Opinions can never be detached from persons and places in that way. More to the point, because they require a thinker, as Bion says of lies, opinions are potentially divisive. Truth, needing no particular embodiment, can lead to concord; opinion, on the other hand, produces sects and tactions, and makes it difficult to move from any group of private selves to "the public good."What is he on about? It is a wonderful example of “the confusions and absurdities of scientists and science journalists when they encroach ineptly upon philosophical territory”, as Vallicella neatly puts it (although Hyde is not a scientist, but a professor of creative writing). Taking the points in turn.
“… truths of the natural world are independent of the particular people who conceive of them”. Of course, but so are falsehoods. It is false that the earth is flat, and it is false that the moon is made of green cheese. These falsehoods are equally independent of the particular people who conceive of them. And yes, the correctness of the insight that electrical charges always appear in equal and opposite amounts would still exist had Franklin never been born. But equally, the claim that there is substance with negative weight that is released during combustion would be incorrrect, even if the inventor of the phlogiston theory (Johann Becher ) had never been born. If Hyde means that truth is mind-independent in some way that falsity is not, he is wrong. Both are mind-independent.
“.. once Franklin declared his idea, anyone else could do the experiments in question and arrive at the same conclusion”. Certainly, but the essential repeatability of scientific experiments is based on certain assumptions about causality, to which logical and epistemological issues are irrelevant. Certain true or false claims can be tested by experiment. Others cannot, e.g. claims about life after death, claims about parts of the universe which we could never possibly observe.
“Human minds in general are where such thoughts appear, but these thoughts do not depend on any one such mind”. False. Any thought depends on a thinker, and any thinker must have a mind. What Hyde probably means is that the truth of such thoughts is mind-independent. Sure, but as noted above, the falsity of such thoughts is mind-independent too.
“Lies require a liar, and as such they say something about the liar, they are thus better fitted than truths to the task of gratifying the self-regard or narcissism of the individual who makes them”. To start with, this confuses lying with falsehood.

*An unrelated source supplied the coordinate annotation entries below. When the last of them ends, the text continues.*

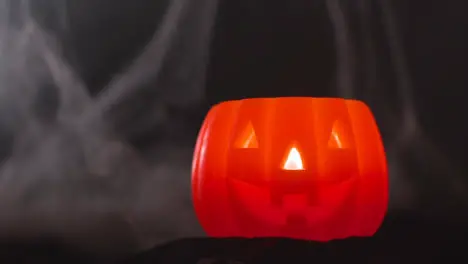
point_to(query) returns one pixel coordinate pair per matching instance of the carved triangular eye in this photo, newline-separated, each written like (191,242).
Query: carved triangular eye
(293,160)
(339,136)
(247,138)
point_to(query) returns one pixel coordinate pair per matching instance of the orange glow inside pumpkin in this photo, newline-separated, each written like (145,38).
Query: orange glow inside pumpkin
(309,168)
(293,160)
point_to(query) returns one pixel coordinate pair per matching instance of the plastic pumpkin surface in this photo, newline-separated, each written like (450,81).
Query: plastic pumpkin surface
(295,167)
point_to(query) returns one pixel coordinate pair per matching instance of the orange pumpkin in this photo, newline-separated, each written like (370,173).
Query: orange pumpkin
(296,167)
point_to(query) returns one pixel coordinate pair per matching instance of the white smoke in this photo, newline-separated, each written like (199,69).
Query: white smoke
(65,169)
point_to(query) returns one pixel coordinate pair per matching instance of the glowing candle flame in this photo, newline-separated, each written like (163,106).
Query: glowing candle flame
(293,161)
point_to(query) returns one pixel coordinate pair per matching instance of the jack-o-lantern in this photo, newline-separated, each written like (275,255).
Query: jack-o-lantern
(297,167)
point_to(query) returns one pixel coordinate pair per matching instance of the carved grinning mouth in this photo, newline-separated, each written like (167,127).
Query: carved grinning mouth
(292,209)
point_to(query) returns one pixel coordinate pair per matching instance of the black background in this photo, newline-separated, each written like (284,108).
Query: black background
(412,73)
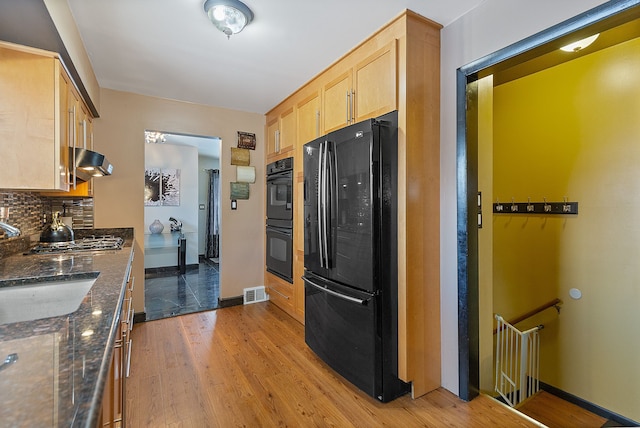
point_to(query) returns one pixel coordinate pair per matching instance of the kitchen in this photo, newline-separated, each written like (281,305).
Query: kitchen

A lie is an utterance known to be false, uttered with the intention to deceive. An actor is not a liar (not having the intention to deceive). One who utters a falsehood in good faith is not lying (because he or she does not realise it is a falsehood). And why shouldn’t truths be equally well-fitted to gratify self-regard? We often assert things we believe to be true in order to increase the esteem or regard in which others hold us. Why should truth be privileged over falsehood in this respect?
“… as the poet Rimbaud wrote, "it is wrong to say: I think. One should say: I am thought" ” It is unclear how this observation about thinking relates to truth and falsehood. If I think that the earth is flat, can’t I equally say that ‘I am thought’?
“Eighteenth-century thinkers might have framed ideas such as these not so much in terms of truth versus lies as of truth versus opinions.” The definition of opinion that he attributes to Franklin is idiosyncratic, and does not seem true of other eighteenth-century thinkers (Hume? Reid? Adam Smith?)
“… opinions are potentially divisive” Why? Is he suggesting that the truth is somehow privileged, that, merely as truth, it has some inherent power denied to error? I discussed Mill’s view on that here. “A piece of idle sentimentality”, Mill says, “which all experience refutes”.